Dixon was also exercised by the language of surgery. ‘If you insist upon surgical terms,’ he wrote to Murray, ‘I will send them.’ Murray did insist, but Dixon sometimes got his way. When the second fascicle of the OED came out in the summer of 1885, it did not include appendicitis. The word was not then well known, and Dixon had argued in correspondence with Murray that it was nothing better than ‘crack-jaw’ jargon. The aversion to jargon endures: it stems from a desire to prevent obscurity, and from a suspicion that any activity that calls for fancy terminology is the workaday masquerading as expensive specialism. But it wasn’t long before the absence of appendicitis came to seem embarrassing: in 1902 Edward VII’s coronation was delayed because he was suffering from appendicitis, and the word was suddenly everywhere. Again, the OED was unable to accommodate the term until 1933.

From its beginnings, the OED relied on the perseverance of volunteers. Their main contribution was an immense amount of reading. It was clear that improving on the OED’s predecessors would mean drawing on an unprecedentedly broad range of sources to find quotations to illustrate words in use, and that a close reading of those sources would be possible only if the labour was widely apportioned. Herbert Coleridge, grandson of the poet and from 1859 to 1861 the OED’s first editor, was optimistic about the speed with which this could be achieved. He took the lead in drawing up the list of books to be examined, a compendious rather than copious selection ranging from the 13th century to Ruskin’s Modern Painters. Each was assigned to one of the 147 readers who had undertaken to send in quotations – transcrib-ed or pasted onto half-sheets of writing paper – that would serve to illustrate ordinary words significantly, or to illustrate words or senses that seemed new, strange or obsolete.

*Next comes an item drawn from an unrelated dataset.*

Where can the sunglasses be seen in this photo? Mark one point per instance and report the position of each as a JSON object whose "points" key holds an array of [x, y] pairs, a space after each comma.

It was all rather haphazard. Frederick Furnivall, who became editor in 1861 after Coleridge’s premature death, complained that no one had provided a single quotation to illustrate the word imaginable. He was appalled by the ‘incredible gaps’ in the material collected: ‘When will the disgraceful apathy of our cultured and moneyed classes in this matter be shaken off!’ There were many volunteers who had begun with enthusiasm but lost interest, and it was hard to find takers for some areas. In 1859 responsibility for 18th-century literature was passed to an American subcommittee overseen by the environmentalist and diplomat George Perkins Marsh, apparently because readers in Britain didn’t care for many of the authors that needed to be read. Marsh was also put in charge of collating slips for words beginning with H. In 1861, Lincoln sent him to Italy as US ambassador and the papers went with him. But as his eyesight deteriorated his capacity for finicky work diminished, and he left the slips behind at his villa in Tuscany.